The National Salvation front, the main opposition grouping that he headed during Morsi’s year in office, said it regretted his departure and complained that it was not consulted beforehand.
Tamarod, the youth group behind the mass anti-Morsi protests that preceded the coup, said ElBaradei was dodging his responsibility at a time when his services were needed.
Sheik Ahmed el-Tayeb, the powerful head of Al-Azhar mosque, Sunni Islam’s main seat of learning, also sought to distance himself from the violence. He said in a statement he had no prior knowledge of the action.
The violence drew condemnation from other predominantly Muslim countries, but also from the West, with Secretary of State John Kerry saying it had dealt a “serious blow” to Egypt’s political reconciliation efforts.

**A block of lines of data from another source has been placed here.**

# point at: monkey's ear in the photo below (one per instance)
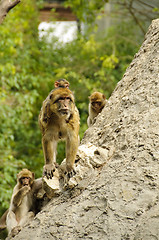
(33, 175)
(103, 96)
(48, 110)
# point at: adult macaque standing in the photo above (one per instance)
(59, 119)
(61, 83)
(22, 206)
(97, 102)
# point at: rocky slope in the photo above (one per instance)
(115, 194)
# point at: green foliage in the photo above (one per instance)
(28, 69)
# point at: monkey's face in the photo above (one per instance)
(62, 102)
(25, 181)
(97, 105)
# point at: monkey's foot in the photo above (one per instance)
(48, 170)
(15, 231)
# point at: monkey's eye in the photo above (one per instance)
(68, 98)
(96, 103)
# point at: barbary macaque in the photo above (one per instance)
(61, 83)
(97, 102)
(22, 206)
(59, 120)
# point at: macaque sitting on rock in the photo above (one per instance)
(22, 206)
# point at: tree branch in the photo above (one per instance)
(5, 7)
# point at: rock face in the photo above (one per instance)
(117, 196)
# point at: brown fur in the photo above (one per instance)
(61, 83)
(96, 104)
(22, 206)
(59, 119)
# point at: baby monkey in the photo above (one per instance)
(97, 102)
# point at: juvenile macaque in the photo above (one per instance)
(97, 102)
(59, 120)
(61, 83)
(22, 206)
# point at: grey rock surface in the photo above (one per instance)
(115, 195)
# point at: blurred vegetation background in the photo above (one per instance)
(95, 60)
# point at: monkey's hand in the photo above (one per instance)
(48, 170)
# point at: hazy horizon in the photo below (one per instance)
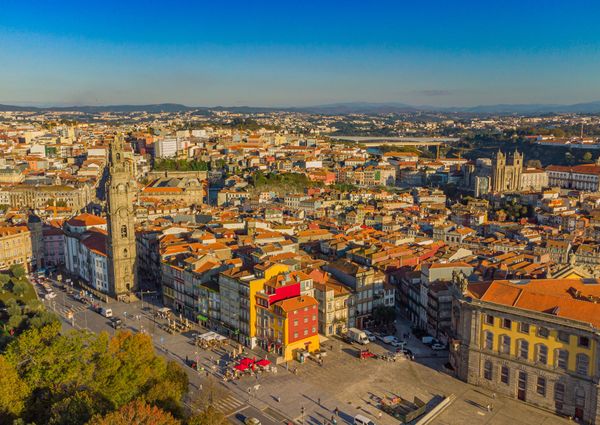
(280, 55)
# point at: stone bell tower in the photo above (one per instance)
(121, 189)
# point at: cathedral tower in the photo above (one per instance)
(120, 190)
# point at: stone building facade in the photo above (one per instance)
(535, 340)
(506, 172)
(121, 191)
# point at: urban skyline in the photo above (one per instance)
(441, 54)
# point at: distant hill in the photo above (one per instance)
(330, 109)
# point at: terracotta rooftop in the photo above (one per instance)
(575, 299)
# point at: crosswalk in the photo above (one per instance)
(229, 405)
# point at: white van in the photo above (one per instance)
(362, 420)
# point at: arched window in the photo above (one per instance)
(582, 364)
(541, 354)
(489, 340)
(523, 349)
(487, 370)
(561, 358)
(504, 344)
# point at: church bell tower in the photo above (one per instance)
(121, 249)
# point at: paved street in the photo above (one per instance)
(343, 381)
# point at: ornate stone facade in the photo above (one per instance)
(506, 172)
(121, 190)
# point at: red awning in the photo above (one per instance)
(247, 361)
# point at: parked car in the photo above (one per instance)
(106, 312)
(251, 421)
(389, 339)
(116, 323)
(370, 336)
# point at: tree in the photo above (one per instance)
(384, 314)
(136, 413)
(17, 271)
(19, 288)
(209, 416)
(13, 392)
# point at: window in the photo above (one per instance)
(505, 344)
(582, 363)
(563, 336)
(489, 341)
(580, 397)
(541, 387)
(504, 375)
(559, 391)
(542, 353)
(487, 370)
(584, 341)
(562, 359)
(523, 349)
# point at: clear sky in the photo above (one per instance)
(302, 52)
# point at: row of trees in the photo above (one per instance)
(48, 376)
(180, 165)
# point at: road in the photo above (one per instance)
(342, 382)
(233, 400)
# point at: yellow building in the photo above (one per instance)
(238, 288)
(536, 340)
(290, 326)
(15, 246)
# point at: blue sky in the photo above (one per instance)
(269, 53)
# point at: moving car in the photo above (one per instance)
(251, 421)
(356, 335)
(106, 312)
(116, 323)
(362, 420)
(370, 335)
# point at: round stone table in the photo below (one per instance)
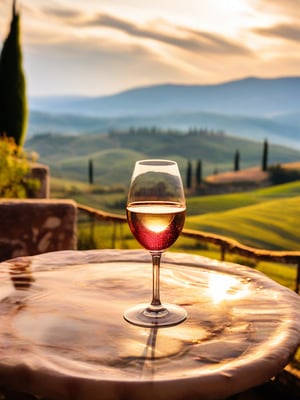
(63, 335)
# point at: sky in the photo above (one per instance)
(102, 47)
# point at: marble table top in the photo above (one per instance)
(63, 335)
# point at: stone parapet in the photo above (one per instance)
(34, 226)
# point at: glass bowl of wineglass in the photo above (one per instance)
(156, 214)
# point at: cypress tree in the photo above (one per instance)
(199, 172)
(264, 166)
(237, 161)
(13, 101)
(189, 175)
(91, 172)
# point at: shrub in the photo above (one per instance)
(15, 180)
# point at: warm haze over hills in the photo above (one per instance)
(253, 108)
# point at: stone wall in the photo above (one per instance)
(34, 226)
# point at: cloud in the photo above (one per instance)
(180, 37)
(60, 12)
(283, 8)
(283, 31)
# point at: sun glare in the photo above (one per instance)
(225, 287)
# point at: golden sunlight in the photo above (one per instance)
(225, 287)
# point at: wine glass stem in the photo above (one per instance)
(156, 256)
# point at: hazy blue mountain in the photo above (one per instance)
(281, 130)
(246, 97)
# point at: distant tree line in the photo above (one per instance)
(195, 179)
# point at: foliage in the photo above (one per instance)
(13, 102)
(189, 175)
(265, 155)
(280, 175)
(15, 178)
(237, 161)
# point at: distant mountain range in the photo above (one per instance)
(253, 108)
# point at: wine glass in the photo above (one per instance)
(156, 214)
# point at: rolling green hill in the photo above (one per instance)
(114, 154)
(269, 224)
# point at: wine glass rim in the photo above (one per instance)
(156, 162)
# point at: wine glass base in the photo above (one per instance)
(169, 315)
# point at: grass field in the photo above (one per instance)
(267, 218)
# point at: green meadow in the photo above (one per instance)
(267, 218)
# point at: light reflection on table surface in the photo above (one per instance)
(63, 312)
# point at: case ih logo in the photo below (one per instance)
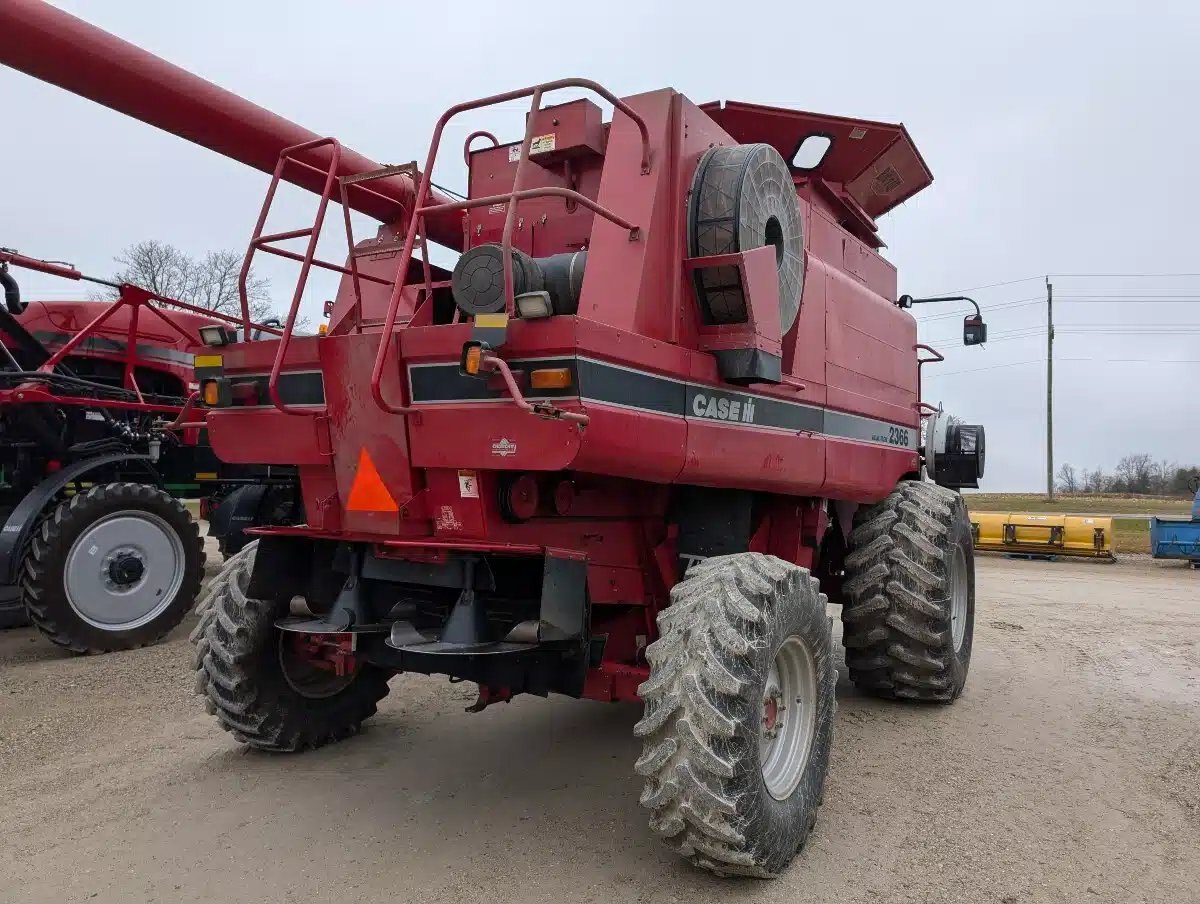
(720, 408)
(504, 448)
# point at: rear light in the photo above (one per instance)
(472, 357)
(551, 378)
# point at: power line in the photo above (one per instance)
(935, 375)
(989, 286)
(977, 370)
(1121, 275)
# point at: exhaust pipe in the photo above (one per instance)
(11, 292)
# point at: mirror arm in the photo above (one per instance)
(909, 301)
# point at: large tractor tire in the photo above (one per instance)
(12, 608)
(909, 614)
(739, 711)
(112, 568)
(258, 688)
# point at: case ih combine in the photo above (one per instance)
(100, 437)
(666, 405)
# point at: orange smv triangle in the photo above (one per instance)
(367, 494)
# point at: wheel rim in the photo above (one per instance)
(124, 570)
(959, 598)
(789, 718)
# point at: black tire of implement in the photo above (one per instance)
(13, 615)
(703, 714)
(238, 671)
(897, 612)
(42, 572)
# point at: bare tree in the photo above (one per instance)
(1134, 472)
(1096, 480)
(1067, 479)
(209, 282)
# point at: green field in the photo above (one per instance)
(1129, 534)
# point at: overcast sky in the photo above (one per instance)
(1062, 137)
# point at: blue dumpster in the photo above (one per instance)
(1177, 539)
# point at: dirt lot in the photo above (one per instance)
(1069, 771)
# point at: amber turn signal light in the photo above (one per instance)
(473, 357)
(551, 378)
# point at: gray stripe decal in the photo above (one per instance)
(112, 346)
(298, 388)
(642, 390)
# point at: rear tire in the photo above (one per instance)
(911, 558)
(721, 790)
(112, 568)
(12, 609)
(239, 669)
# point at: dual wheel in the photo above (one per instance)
(741, 698)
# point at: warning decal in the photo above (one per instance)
(468, 484)
(369, 492)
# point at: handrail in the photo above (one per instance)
(261, 241)
(472, 137)
(924, 407)
(511, 198)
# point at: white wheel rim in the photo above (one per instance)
(114, 599)
(789, 718)
(958, 598)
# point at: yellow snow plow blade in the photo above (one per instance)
(1043, 534)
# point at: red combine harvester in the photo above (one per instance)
(100, 439)
(665, 406)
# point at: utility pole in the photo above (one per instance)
(1049, 389)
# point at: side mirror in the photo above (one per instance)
(975, 330)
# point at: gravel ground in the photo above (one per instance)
(1069, 771)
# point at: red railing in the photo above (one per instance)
(258, 241)
(922, 406)
(510, 199)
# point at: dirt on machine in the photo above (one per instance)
(665, 407)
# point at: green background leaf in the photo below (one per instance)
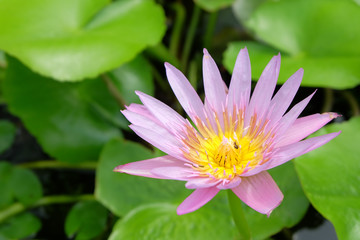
(314, 35)
(18, 183)
(73, 40)
(121, 192)
(290, 211)
(213, 5)
(7, 134)
(328, 71)
(330, 178)
(135, 75)
(86, 220)
(20, 226)
(71, 121)
(6, 196)
(160, 221)
(25, 186)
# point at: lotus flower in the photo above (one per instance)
(231, 139)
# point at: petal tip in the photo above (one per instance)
(205, 51)
(119, 168)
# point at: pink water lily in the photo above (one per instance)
(232, 139)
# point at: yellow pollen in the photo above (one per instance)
(224, 153)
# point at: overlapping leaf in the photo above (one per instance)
(72, 40)
(329, 71)
(71, 121)
(160, 221)
(86, 220)
(316, 35)
(121, 192)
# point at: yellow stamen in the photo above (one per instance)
(230, 150)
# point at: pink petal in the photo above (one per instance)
(182, 173)
(185, 93)
(305, 126)
(256, 170)
(259, 192)
(144, 167)
(196, 200)
(240, 85)
(264, 90)
(294, 150)
(163, 141)
(201, 182)
(231, 184)
(283, 98)
(290, 117)
(166, 115)
(213, 84)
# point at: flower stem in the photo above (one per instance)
(17, 208)
(238, 216)
(190, 37)
(58, 164)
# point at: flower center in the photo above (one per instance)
(225, 153)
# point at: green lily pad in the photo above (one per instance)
(313, 28)
(21, 184)
(20, 226)
(213, 5)
(135, 75)
(120, 192)
(160, 221)
(72, 40)
(290, 211)
(86, 220)
(25, 186)
(243, 9)
(330, 178)
(328, 71)
(71, 121)
(6, 196)
(7, 134)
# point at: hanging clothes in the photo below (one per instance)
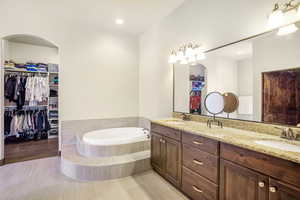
(195, 102)
(23, 88)
(26, 125)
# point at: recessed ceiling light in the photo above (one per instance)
(119, 21)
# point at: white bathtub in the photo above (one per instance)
(115, 136)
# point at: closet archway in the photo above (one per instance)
(29, 98)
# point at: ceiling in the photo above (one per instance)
(138, 15)
(28, 39)
(238, 51)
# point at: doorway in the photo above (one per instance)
(31, 122)
(281, 97)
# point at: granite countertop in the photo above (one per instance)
(237, 137)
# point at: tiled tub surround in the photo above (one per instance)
(241, 138)
(86, 162)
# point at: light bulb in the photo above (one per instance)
(180, 55)
(184, 61)
(192, 59)
(200, 56)
(172, 59)
(189, 52)
(287, 30)
(275, 19)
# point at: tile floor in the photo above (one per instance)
(42, 180)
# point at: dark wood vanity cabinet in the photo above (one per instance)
(283, 191)
(240, 183)
(166, 154)
(205, 169)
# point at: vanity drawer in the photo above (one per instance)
(198, 187)
(205, 164)
(166, 131)
(202, 143)
(275, 167)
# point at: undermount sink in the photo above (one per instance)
(279, 145)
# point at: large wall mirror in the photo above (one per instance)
(258, 77)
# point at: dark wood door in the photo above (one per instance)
(281, 97)
(157, 152)
(172, 160)
(283, 191)
(239, 183)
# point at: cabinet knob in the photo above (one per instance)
(261, 184)
(273, 189)
(197, 162)
(197, 189)
(197, 143)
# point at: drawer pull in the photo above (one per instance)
(197, 162)
(273, 189)
(197, 189)
(197, 143)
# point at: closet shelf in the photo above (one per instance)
(25, 71)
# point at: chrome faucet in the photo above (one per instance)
(185, 117)
(288, 133)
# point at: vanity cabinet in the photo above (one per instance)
(283, 191)
(240, 183)
(249, 175)
(166, 153)
(206, 169)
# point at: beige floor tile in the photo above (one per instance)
(42, 180)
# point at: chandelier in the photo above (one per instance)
(187, 54)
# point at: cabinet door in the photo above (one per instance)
(239, 183)
(283, 191)
(172, 160)
(157, 152)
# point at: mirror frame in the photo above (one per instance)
(222, 46)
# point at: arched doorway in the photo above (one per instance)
(29, 98)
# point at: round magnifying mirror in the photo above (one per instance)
(231, 102)
(214, 103)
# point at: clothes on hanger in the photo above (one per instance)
(21, 88)
(195, 102)
(37, 89)
(26, 125)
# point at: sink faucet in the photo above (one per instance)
(288, 133)
(185, 117)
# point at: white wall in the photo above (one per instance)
(99, 69)
(245, 82)
(23, 53)
(182, 88)
(212, 23)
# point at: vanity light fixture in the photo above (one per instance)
(187, 54)
(287, 30)
(276, 18)
(119, 21)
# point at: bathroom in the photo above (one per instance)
(131, 118)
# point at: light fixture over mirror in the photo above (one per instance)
(279, 14)
(187, 54)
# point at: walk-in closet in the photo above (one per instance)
(30, 76)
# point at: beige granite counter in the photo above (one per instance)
(237, 137)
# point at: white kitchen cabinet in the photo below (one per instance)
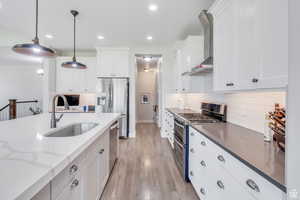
(95, 170)
(76, 80)
(215, 174)
(225, 38)
(44, 194)
(103, 162)
(250, 52)
(112, 62)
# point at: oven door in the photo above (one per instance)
(179, 155)
(179, 131)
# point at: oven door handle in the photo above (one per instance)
(178, 143)
(180, 125)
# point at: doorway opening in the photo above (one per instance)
(147, 88)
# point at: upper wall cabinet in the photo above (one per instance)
(250, 51)
(112, 62)
(76, 80)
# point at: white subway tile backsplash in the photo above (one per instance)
(246, 109)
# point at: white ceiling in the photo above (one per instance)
(10, 58)
(121, 22)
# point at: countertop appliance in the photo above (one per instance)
(112, 96)
(210, 113)
(72, 99)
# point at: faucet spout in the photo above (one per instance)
(54, 120)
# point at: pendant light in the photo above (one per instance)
(34, 49)
(74, 64)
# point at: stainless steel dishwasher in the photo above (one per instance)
(113, 144)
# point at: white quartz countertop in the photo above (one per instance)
(28, 161)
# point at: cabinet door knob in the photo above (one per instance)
(252, 185)
(203, 164)
(221, 158)
(101, 151)
(202, 190)
(73, 169)
(229, 84)
(74, 184)
(220, 185)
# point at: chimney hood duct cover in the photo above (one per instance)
(206, 20)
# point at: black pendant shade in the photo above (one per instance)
(74, 64)
(34, 49)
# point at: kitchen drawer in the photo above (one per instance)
(71, 191)
(223, 186)
(64, 178)
(255, 184)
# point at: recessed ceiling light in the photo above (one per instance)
(149, 38)
(49, 36)
(147, 59)
(100, 37)
(153, 7)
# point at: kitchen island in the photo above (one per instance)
(29, 161)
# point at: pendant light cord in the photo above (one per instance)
(36, 39)
(74, 50)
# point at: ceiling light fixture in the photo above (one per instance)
(74, 64)
(49, 36)
(149, 37)
(40, 71)
(100, 37)
(153, 7)
(34, 49)
(147, 59)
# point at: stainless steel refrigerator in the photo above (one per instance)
(112, 95)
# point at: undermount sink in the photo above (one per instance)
(72, 130)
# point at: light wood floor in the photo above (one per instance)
(146, 170)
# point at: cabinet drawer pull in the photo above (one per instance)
(220, 185)
(74, 184)
(101, 151)
(252, 185)
(203, 163)
(73, 169)
(221, 158)
(202, 190)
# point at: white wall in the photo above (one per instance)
(20, 82)
(246, 109)
(146, 84)
(293, 133)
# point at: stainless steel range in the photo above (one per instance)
(210, 113)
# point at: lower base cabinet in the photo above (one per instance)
(85, 177)
(216, 175)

Kerry gave a stern warning to Egypt’s leaders.
“This is a pivotal moment for all Egyptians,” said Kerry, who spoke by phone with the foreign minister. “The path toward violence leads only to greater instability, economic disaster and suffering.”
Turkish Prime Minister Recep Tayyip Erdogan’s office called it “a serious blow to the hopes of a return to democracy,” while Iran warned that the violence “strengthens the possibility of civil war.” Erdogan, an Islamist, was one of Morsi’s main foreign backers.
British Prime Minister David Cameron, who also condemned the violence, called for “a genuine transition to a genuine democracy. That means compromise from all sides — the President Morsi supporters but also the military.”
U.N. Secretary-General Ban Ki-moon urged all Egyptians to focus on reconciliation, while European Union foreign policy chief Catherine Ashton said dialogue should be encouraged through “peaceful protest, protecting all citizens and enabling full political participation.”